Time of disclosure of fees
The insured service provider must provide the necessary information to the trustee of the relevant plan reasonably in advance of the date on which the contract or arrangement is entered into and extended or renewed. In the rules for retirement planning, DOL refused to specify a date by which the information must be provided. Remember that the purpose is to give the trustee of the responsible plan sufficient time to review the information in accordance with its ERISA fiduciary duties, including determining that the compensation is reasonable in relation to the services to be provided. Therefore, the Trustee of the Competent Plan should require that the fee details be provided prior to the expected date of the contract signature, with sufficient time to review and ask questions or request further clarification or additional information.
Error in disclosing fees
The contract will not become inadequate if the insured service provider notifies the relevant plan trustee within 30 days of discovering an error or omission in the information disclosed.
Failure to receive the required fee information
The responsible plan trustee has not carried out a prohibited transaction if he is of the opinion that the insured service provider has provided the necessary information and, after discovering the error, takes the following steps:
- Requests in writing that the insured service provider provide the fee information.
- If the insured service provider refuses or does not provide the fee information within 90 days of the request, it will notify DOL of the error or refusal.
- Evaluates whether the contract should be terminated in accordance with due diligence. If the contract relates to future services and the disclosure is not made immediately after the 90-day period has expired, the contract must be terminated as soon as possible.
Savvy plan sponsors are already urging brokers and consultants to make solid fee disclosure every time they sign a new group health plan contract.
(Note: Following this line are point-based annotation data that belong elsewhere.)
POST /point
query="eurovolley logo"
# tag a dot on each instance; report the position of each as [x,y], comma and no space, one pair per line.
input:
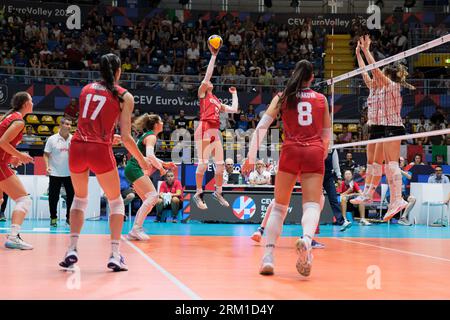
[244,207]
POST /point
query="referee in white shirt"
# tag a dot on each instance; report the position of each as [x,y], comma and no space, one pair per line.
[56,157]
[260,175]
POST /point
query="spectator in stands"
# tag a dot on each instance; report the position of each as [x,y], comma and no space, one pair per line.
[181,122]
[259,176]
[56,157]
[29,137]
[170,195]
[72,110]
[439,160]
[348,163]
[349,190]
[406,177]
[437,140]
[417,160]
[438,176]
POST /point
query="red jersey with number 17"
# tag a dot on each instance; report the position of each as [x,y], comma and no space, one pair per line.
[99,113]
[210,108]
[304,122]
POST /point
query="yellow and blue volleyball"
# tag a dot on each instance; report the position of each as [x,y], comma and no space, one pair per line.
[215,41]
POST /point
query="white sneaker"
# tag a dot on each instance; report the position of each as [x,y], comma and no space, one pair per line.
[17,243]
[347,224]
[256,236]
[117,263]
[198,199]
[70,259]
[304,260]
[219,197]
[138,233]
[396,207]
[362,199]
[267,265]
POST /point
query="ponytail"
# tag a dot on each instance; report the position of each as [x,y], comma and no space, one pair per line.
[302,73]
[109,64]
[17,102]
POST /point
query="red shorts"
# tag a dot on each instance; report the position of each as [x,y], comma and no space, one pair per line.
[207,130]
[5,171]
[97,157]
[298,158]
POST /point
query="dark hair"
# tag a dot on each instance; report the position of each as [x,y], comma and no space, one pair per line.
[109,64]
[302,73]
[146,122]
[17,102]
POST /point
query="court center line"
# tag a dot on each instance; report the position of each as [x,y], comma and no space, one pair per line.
[169,276]
[395,250]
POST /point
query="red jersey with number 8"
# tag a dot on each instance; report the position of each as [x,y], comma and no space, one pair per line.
[210,108]
[304,122]
[99,113]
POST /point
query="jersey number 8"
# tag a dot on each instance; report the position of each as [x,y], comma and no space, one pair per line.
[97,98]
[304,113]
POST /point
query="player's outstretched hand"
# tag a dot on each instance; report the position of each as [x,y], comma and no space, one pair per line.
[247,167]
[213,51]
[117,139]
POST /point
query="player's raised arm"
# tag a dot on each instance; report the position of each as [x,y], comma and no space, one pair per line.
[326,131]
[234,103]
[209,71]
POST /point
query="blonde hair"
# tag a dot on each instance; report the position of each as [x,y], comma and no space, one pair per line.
[146,122]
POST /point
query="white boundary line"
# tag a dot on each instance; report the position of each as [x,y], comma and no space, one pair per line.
[394,250]
[390,139]
[166,273]
[398,56]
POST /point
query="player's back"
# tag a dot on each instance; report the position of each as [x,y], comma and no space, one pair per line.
[99,113]
[303,120]
[210,108]
[5,123]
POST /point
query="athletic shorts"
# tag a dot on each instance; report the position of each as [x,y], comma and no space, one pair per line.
[97,157]
[299,158]
[133,171]
[207,130]
[5,171]
[377,132]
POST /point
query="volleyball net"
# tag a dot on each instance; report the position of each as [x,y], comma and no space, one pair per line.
[423,102]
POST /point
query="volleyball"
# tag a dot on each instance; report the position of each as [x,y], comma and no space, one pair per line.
[215,41]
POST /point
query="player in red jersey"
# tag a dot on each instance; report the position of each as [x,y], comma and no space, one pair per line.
[11,128]
[306,122]
[207,134]
[102,104]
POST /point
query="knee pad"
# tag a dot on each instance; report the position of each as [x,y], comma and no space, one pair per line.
[201,168]
[377,169]
[220,168]
[23,204]
[116,206]
[369,170]
[79,204]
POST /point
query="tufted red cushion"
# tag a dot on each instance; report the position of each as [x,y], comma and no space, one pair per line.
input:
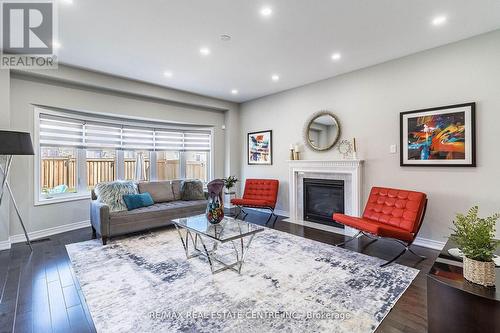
[375,228]
[259,193]
[398,208]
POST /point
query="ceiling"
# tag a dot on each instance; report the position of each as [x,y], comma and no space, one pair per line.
[143,39]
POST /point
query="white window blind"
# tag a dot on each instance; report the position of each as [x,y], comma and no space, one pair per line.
[60,131]
[66,131]
[138,138]
[197,141]
[169,140]
[99,135]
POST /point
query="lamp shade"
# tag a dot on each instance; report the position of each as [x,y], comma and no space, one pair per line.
[15,143]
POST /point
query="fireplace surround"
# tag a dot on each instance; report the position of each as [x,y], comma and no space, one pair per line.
[350,171]
[321,199]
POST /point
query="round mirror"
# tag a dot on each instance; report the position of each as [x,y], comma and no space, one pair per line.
[322,131]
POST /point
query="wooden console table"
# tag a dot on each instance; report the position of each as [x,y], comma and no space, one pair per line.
[457,305]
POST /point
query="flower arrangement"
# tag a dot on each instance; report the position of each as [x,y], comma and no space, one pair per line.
[215,211]
[215,206]
[229,182]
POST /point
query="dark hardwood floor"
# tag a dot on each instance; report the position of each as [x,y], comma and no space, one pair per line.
[39,292]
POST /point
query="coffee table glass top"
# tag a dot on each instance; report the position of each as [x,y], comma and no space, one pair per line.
[229,229]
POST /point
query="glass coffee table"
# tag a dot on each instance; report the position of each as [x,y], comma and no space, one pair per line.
[239,234]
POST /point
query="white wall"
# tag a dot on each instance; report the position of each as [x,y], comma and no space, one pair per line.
[4,124]
[368,102]
[68,89]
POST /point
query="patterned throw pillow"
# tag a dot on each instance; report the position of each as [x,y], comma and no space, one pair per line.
[112,193]
[192,190]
The new rules will formalize this process. Obtaining and reviewing fee information should be added to a plan sponsor’s annual checklist.
It is less clear how plan sponsors should determine whether group health plan fees are “reasonable”. For insurance product commissions, plan sponsors are generally informed that “these are standard commission levels”. At present, the social security plan benchmarking tools that exist for pension plans are not as readily available. It will be interesting to see if benchmarking tools are developed for group health plans and if these tools will have an impact on fees.